July 22, 2020

Boosted Trees

What is a one-hot-encoded column and why might it be needed when transforming a feature? Are the source values continuous or discrete?
- One-hot coding is a process where categorical variables are converted into ways that are easier for the machine to read and process. Instead of just substituting a value for each company, it applies binarization to each category in order to avoid mistakes and jumbling value numbers could offer. Their source values are discrete.

ENCODING

What is a dense feature? For example, if you execute example = dict(dftrain) and then tf.keras.layers.DenseFeatures(your_features)(your_object).numpy(), how has the content of your data frame been transformed? Why might this be useful?
- Dense features produce tensors. As seen with the one-hot-encoding, the categorical features are turned into vectors. Zeros are placed to show an absence of data, which could further help efficiency in the machine. As we often saw in Data 146, missing data often means that the data must be reorganized in order for the machine to make sense of it, or thrown out. Because throwing data out can mean we lose other valuable data, putting a placeholder for the absence of data can help us mitigate such losses.
Provide a histogram of the probabilities for the logistic regression as well as your boosted tree model. How do you interpret the two diﬀerent models? Are their predictions essentially the same or is there some area where they are noticeable diﬀerent. Plot the probability density function of the resulting probability predictions from the two models and use them to further illustrate your argument. Include the ROC plot and interpret it with regard to the proportion of true to false positive rates, as well as the area under the ROC curve. How does the measure of the AUC reﬂect upon the predictive power of your model?

### Linear

linear

### Boosted Trees

boosted trees

The prediction plots both are right leaning. Although the have a slightly different tail, we essentially get very similar information. In the linear mode, there is a slight increase at 0.6. In the boosted tree model, the probability spikes at 0.99. The linear model did show that the peak frequency was around 75, while the boosted trees spiked at ~83. Both models do not have probabilities of 0% nor 100%. Although the predictions both have very similar information, one must be more accurate than the other when looking closer at specifics. The linear model’s accuracy was 0.765 while the boosted tree model had an accuracy of 0.818. This both proves that the trends are very similar in information given, and shows us which model is slightly better.
The ROC plot leans towards the true positive rate very quickly at first; the gradient is very steep up until 0.2 on the false positive rate. After 0.5, the model plateaus. When examining ROC, we should always be looking for how close the curve is to the top left corner, as this would indicate better accuracy. Thus, by looking at the curve, we can see that the curve is significantly close to the left corner with a little bit of improvement. But how do we know how much improvement exactly? Another useful measure to interpret the ROC curve is area. The area under the curve is equivalent to the probability that when a positive and negative instance are drawn, the function will assign a higher value to the positive instance. Thus, the higher the area under the curve is, the better our model is.
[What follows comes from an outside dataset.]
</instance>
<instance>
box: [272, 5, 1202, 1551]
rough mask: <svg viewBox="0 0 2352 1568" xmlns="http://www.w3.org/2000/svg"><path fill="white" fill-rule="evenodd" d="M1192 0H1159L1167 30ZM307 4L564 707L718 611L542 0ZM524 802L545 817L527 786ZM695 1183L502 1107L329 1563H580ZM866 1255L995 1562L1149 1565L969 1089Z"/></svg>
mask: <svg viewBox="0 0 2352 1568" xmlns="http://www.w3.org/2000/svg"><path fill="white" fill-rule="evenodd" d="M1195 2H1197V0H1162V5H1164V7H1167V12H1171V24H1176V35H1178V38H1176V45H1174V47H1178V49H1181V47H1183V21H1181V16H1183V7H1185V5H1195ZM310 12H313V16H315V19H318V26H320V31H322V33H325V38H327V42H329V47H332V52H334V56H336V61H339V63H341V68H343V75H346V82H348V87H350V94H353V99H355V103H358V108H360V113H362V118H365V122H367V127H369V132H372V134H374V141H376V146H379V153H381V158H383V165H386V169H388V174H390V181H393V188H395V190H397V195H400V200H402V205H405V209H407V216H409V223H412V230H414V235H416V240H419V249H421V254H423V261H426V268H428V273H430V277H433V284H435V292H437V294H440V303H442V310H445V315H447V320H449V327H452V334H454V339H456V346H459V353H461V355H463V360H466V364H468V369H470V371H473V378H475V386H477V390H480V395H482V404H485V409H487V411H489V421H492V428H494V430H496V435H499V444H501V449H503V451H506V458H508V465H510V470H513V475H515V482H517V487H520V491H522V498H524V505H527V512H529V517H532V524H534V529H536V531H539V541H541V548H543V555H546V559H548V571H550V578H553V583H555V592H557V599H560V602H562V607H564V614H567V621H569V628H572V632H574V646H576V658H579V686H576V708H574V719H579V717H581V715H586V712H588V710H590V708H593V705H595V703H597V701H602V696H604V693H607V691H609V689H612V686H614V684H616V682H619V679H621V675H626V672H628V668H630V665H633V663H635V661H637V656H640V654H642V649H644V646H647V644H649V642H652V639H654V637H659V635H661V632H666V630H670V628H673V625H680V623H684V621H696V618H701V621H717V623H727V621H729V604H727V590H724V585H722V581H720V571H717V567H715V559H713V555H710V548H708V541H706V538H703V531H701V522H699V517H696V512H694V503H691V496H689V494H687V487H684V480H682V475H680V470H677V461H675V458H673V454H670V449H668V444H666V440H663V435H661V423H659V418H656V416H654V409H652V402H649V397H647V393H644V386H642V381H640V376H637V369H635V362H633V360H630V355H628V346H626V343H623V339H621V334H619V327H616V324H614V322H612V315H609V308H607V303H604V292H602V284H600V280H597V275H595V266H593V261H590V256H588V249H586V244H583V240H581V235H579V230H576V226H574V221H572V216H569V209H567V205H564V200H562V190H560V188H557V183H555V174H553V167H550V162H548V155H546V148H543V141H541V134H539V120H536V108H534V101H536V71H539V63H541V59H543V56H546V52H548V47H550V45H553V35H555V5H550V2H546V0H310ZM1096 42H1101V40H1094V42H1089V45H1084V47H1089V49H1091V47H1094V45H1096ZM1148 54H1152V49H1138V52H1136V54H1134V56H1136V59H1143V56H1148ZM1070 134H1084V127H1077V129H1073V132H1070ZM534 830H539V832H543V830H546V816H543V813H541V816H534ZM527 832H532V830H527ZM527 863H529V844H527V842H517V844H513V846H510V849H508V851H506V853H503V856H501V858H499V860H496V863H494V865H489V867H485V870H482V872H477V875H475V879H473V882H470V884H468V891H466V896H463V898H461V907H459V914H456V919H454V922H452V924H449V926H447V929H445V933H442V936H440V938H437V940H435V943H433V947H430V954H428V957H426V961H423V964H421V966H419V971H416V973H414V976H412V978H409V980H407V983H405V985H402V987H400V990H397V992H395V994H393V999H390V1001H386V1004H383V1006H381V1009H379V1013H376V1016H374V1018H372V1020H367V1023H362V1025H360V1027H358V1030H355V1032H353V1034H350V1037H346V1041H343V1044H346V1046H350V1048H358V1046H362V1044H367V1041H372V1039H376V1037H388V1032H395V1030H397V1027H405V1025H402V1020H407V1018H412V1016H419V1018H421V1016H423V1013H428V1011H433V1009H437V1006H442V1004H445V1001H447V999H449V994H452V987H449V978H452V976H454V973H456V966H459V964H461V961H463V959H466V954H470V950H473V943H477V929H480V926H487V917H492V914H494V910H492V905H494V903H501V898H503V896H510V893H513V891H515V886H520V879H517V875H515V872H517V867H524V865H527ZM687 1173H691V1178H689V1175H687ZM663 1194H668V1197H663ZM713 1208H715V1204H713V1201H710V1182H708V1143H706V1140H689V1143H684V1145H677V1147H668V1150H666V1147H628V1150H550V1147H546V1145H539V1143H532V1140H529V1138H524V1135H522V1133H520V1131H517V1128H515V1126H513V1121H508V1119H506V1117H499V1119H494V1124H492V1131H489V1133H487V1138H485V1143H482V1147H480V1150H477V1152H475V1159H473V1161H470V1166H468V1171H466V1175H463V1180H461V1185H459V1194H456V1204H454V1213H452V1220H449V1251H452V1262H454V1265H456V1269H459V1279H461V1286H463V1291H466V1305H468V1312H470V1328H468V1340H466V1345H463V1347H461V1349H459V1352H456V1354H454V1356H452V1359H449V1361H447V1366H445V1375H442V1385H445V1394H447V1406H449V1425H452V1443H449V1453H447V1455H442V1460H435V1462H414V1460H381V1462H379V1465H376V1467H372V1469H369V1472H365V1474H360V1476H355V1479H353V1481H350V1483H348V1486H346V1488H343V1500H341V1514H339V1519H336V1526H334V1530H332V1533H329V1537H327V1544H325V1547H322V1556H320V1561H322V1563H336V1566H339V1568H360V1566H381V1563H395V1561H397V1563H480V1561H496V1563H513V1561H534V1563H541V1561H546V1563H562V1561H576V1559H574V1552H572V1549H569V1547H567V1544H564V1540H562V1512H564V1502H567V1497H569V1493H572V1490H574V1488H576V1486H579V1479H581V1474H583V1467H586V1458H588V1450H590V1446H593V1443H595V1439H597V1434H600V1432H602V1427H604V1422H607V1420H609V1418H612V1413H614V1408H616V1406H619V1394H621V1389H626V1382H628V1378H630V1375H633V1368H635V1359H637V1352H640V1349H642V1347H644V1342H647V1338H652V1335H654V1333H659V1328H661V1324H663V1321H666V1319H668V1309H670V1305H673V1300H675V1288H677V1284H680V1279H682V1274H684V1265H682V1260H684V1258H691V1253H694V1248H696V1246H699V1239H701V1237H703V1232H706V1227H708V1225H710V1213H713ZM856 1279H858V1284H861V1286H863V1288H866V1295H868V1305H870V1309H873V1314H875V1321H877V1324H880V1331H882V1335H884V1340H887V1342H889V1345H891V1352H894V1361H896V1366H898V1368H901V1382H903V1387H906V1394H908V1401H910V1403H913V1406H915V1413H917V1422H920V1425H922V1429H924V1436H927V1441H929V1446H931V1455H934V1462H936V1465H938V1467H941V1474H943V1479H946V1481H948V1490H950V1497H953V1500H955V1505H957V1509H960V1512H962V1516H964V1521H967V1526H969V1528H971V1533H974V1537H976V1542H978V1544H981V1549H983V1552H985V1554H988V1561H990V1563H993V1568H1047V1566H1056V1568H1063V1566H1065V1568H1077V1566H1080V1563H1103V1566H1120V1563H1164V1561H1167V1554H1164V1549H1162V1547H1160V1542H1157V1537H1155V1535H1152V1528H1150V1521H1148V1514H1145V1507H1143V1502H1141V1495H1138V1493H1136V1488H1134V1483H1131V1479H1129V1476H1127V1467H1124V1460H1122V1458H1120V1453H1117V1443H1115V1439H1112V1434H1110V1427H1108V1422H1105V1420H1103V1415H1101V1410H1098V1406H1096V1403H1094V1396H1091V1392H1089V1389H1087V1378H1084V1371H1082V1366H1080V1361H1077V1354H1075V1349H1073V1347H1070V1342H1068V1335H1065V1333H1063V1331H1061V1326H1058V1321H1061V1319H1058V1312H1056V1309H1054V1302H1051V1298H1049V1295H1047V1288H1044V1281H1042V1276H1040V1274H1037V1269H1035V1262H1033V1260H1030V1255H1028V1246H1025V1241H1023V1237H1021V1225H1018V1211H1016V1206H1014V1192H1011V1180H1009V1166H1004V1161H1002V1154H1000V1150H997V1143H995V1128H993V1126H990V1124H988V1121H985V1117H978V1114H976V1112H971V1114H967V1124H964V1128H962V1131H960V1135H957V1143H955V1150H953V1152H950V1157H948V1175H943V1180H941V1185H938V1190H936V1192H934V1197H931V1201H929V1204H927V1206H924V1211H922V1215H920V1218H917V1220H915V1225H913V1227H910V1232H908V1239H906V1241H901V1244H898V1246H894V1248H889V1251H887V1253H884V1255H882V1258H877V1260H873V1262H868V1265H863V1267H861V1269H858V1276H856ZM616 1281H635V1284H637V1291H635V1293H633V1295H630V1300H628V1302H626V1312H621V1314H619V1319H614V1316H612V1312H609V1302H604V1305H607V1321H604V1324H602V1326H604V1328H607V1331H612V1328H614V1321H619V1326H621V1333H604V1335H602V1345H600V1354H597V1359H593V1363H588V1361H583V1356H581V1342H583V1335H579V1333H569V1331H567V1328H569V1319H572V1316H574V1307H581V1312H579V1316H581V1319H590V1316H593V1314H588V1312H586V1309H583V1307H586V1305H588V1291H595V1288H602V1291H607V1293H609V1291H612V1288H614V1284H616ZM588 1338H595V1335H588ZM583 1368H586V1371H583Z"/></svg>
Boosted Trees continued (with model understanding)

Upload your feature values contribution to predicted probability horizontal bar plot as well as your violin plot. Interpret and discuss the two plots. Which features appear to contribute the most to the predicted probability?

boosted trees continued 1 violin plot

Because the larger magnitudes have a larger impact on prediction, we see that sex, male, and class have the top three biggest contributions. These values are negative; this, they reduced the model’s prediction. There is one major positive value: fare. However, the majority of features reduced the prediction. Thus, we can conclude that as a 31 year old second class male was more susceptible to death, while people who payed for a fare of 26.25 had a higher chance of survival.
1. Upload at least 2 feature importance plots. Which features are the most important in their contribution to your models predictive power?
Gain based feature importance measures the loss change when splitting on a particular feature. From the plot, we can see that sex and fare had the most feature importance in the contribution to the model.

average

The Average absolute DFC plot averages the absolute value of DFCs to gauge impact. From the means, we can see that sex was the feature with the most contribution, while age class and fare were all very similar and second most impacting.